The Geometry of Leaving
The papaya sat on the counter like a forgotten apology, its skin mottled with yellow bruises, soft as the silence between them. Marco had bought it yesterday—the day after he'd said he needed space, whatever that meant—as if tropical fruit could somehow bridge the chasm opening in their living room.
Sarah stood in the kitchen of the apartment they'd shared for three years, the morning light painting everything in a cruel, clarifying orange. She'd always loved this light. Now it illuminated all the ways they'd stopped fitting together, like puzzle pieces from different boxes.
Her phone buzzed on the counter. Marco again.
"Can we talk?" the text read. "Buster misses you."
Buster—their dog, or rather, his dog now. The golden retriever she'd rescued from a shelter, walked through rainstorms, comforted through thunderstorms, who now apparently missed her from his new apartment with Marco. The unfairness of it still made her throat tight.

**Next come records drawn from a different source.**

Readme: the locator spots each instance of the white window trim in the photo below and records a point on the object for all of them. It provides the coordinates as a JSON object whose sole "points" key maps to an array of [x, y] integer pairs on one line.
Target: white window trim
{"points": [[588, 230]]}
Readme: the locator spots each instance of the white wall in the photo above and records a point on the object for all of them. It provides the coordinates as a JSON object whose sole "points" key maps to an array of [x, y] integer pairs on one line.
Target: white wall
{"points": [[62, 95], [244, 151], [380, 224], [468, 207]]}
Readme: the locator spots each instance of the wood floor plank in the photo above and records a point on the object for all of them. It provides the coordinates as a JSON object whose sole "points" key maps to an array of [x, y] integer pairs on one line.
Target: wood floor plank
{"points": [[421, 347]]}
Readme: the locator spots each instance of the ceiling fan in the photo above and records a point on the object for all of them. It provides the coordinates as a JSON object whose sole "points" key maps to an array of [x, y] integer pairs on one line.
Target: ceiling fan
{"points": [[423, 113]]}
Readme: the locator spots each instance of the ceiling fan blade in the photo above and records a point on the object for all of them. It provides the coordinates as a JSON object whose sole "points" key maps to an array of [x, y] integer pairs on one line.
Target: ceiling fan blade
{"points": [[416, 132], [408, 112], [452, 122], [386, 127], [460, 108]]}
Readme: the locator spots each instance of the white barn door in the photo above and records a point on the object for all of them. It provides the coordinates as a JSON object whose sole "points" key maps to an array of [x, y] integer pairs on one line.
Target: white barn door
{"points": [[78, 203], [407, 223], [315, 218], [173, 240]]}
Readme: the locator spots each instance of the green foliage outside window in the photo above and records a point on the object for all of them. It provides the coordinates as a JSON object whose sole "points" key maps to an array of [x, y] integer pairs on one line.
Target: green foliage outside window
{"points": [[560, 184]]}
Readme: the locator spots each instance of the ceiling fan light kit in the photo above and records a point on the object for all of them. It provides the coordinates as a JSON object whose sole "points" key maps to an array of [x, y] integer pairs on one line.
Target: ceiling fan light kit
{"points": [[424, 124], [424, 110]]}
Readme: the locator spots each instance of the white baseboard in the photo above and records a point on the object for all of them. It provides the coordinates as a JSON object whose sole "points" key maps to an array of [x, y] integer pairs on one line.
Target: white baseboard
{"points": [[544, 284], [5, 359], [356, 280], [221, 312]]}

She walked into the bedroom they'd once shared and pulled down the shoebox from the top of the closet. Inside: tickets to a concert they'd missed because he'd worked late. A dried rose from their first anniversary. Photographs of them younger, happier, more convinced that love was something you could build like a structure, solid and permanent.
Instead, it had become a pyramid scheme of emotional debt—each disappointment requiring more investment, each compromise promising returns that never materialized. She'd kept putting in, thinking eventually she'd break even, or maybe even profit. But the scheme had collapsed, as they always do.
The papaya on the counter had rotted overnight. She threw it in the trash without cutting it open, some things better left unexamined.
"Come get Buster's things," she texted Marco. "I'm done."
She'd always thought endings would feel like falling. Instead, they felt like climbing—exhausting, but the air kept getting thinner and clearer. The pyramid she'd built with Marco had crumbled, but from here, she could finally see everything.